Saturday, March 29, 2014

Allow Students an Opportunity to Tinker

Allow Students an Opportunity to Tinker

"I never teach my pupils; I only attempt to
provide conditions in which they can learn."
                              - Albert Einstein-

Today is a pre-fab world. A world where it is no longer necessary to put things together yourself. From computers to toys and even chocolate cookies, we could "make" them ourselves and not even need to be able to decipher directions.

Have you put together a desktop computer recently? Unless you are colorblind or failed at putting the shapes into the correct slot when you were two, it is almost impossible to fail at putting the computer together. If a toy does not already come assembled, the most difficult part of putting it together, is deconstructing the packaging without damaging the toy.  Even Toll House cookies come in pre-fab slabs scored into cubes for the perfect size cookie.

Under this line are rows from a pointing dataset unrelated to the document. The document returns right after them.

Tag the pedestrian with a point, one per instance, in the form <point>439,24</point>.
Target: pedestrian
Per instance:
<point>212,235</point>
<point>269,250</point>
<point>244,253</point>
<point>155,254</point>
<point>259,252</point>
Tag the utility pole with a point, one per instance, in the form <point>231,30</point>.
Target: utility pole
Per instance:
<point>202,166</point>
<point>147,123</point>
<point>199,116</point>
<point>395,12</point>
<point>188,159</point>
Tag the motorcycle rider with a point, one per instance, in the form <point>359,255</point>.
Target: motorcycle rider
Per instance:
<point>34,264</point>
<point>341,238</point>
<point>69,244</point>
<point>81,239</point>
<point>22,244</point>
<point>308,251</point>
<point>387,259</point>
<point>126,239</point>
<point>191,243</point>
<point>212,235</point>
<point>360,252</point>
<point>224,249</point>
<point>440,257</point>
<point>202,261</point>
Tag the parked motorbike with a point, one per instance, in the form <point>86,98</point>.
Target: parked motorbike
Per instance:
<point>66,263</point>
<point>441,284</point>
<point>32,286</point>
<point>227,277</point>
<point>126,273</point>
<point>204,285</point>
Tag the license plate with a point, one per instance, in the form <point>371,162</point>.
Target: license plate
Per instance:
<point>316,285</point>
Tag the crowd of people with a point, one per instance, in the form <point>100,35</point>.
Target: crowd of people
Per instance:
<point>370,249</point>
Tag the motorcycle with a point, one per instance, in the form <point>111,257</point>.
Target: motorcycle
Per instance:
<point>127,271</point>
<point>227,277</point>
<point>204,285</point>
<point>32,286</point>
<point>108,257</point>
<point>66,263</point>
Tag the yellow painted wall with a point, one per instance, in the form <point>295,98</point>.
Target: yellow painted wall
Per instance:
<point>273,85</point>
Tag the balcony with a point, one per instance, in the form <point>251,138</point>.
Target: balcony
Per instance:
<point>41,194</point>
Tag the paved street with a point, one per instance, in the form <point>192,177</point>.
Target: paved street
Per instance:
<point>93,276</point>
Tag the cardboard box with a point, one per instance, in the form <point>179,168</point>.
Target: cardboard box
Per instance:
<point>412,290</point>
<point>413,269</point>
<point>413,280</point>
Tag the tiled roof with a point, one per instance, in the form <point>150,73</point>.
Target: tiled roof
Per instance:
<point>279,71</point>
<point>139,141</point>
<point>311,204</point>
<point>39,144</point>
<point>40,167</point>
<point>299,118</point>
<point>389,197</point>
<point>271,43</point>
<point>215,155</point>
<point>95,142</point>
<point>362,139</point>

Do most kids today understand the satisfaction of making something from scratch?  Building a model of the Apollo rocket from two hundred pieces, including the lunar lander, and sixty authentic decals.  Paint optional.  Even with gaps between the rocket panels, wispy strings of model glue and creases in the decal strips, displaying it lovingly on the shelf for all to see.

Most kids today are not very often given the chance to be creators.  They are manipulators of a touch screen world.  They can format a movie from a plug and play system on the computer.   They can put together a playlist from iTunes and add music to their PowerPoint. But, how often are they asked to actually create something from scratch?  How often do we as teachers create a rubric so detailed that it is impossible for students to make a mistake?

Heck, the last time I was at Michael’s, There was an aisle completely dedicated to pre-fab California Mission projects with everything necessary to create the perfect styrofoam mission complete with friars, indians, animals, trees, bushes, brick walls, animals and crops all pre-packaged for ultimate success.

I have found that most students are very uncomfortable with creating anything that does not turn out perfect and will avoid trying to create anything that they are not certain will meet all expectations.  Teachers also create rubrics that are so detailed it is impossible for a student to make a mistake.

But, how valuable are those experiences,when students are allowed to struggle through a process and try to figure out what works and what doesn’t?  How valuable is that experience that allows our students to make the mistakes that provide opportunities to learn?

One of my favorite in-class projects is to build Lou-vee Air Cars. 

Lou-vee Air Cars are composed of file folders, drinking straws, paper clips, rubber bands, and masking tape.
They provide an opportunity for students to discover their capacity to create a car that moves utilizing everyday objects.   I provide students with a set of directions and a schmatic diagram. I provide all of the supplies and tools necessary and I give them three blocks (95 minute periods) to create their car. And then on day four we have Lou-vee Air Races.

The first day I allow the students to work through the process and I provide very little guidance. On the second day, I build my own Lou-vee Air Car.  First to show them that it can work, and second to give them a model as a guide. The third day I offer suggestions and do some troubleshooting.

It is interesting to watch the dynamics that take place in the classroom as students interact with the process and each other.  Even though each student needs to create their own car, it does become a very collaborative process.  In some cases there is a natural division of labor that occurs. Those that are good at straightening paper clips take on that role for others.  Those who cut well start manufacturing wheels that are smooth and rond. It is wonderful to see the fear dissipate as students assist each other and try to help each other succeed.

The Louvee Air Car Challenge
Making a Louvee Air Car

The project is graded in two parts.
Part I, is to produce a Lou-vee Air Car
We set up a Lou-vee Air raceway in the dining hall divided into five foot sections. A fully built car at the starting line earns a student a 14 point score. (14/20 = a C grade) A car can earn two points for every portion of five feet it travels. ( 7 ft = 4 points)  Students can earn up to 24 points if they can get their car to travel more than 20 feet. (4 bonus points) 

Part II, is a write up that includes a series of questions about the process. 
What did they learn about themself?  What were they most proud of? What would they do different?
What worked? What didn't?  etc...
The write up also includes a section for students to explain three topics in physics that are demonstrated through the Lou-vee Air Car.  I typically do this project the first three class periods after the Christmas Holiday break.  This allows students to review the concepts of motion, Newton's Laws and Friction covered before the break.

I am always pleased to hear from students that they appreciate the project even though their car may not have worked as well as they had hoped.  They are usually most proud that they were able to get a car to the starting line.  They often mention a greater appreciation for following directions and reading carefully.  But. most often they write about how the process helped them to see the value in making mistakes and correcting them, thinking through  a process and using knowledge to create their own success. 

It is so important in a world that becomes less and less demanding of our students to afford them the opportunity to figure things out by trial and error to provide those opportunities in a manner that allows students the ability to make mistakes and find solutions in a safe environment.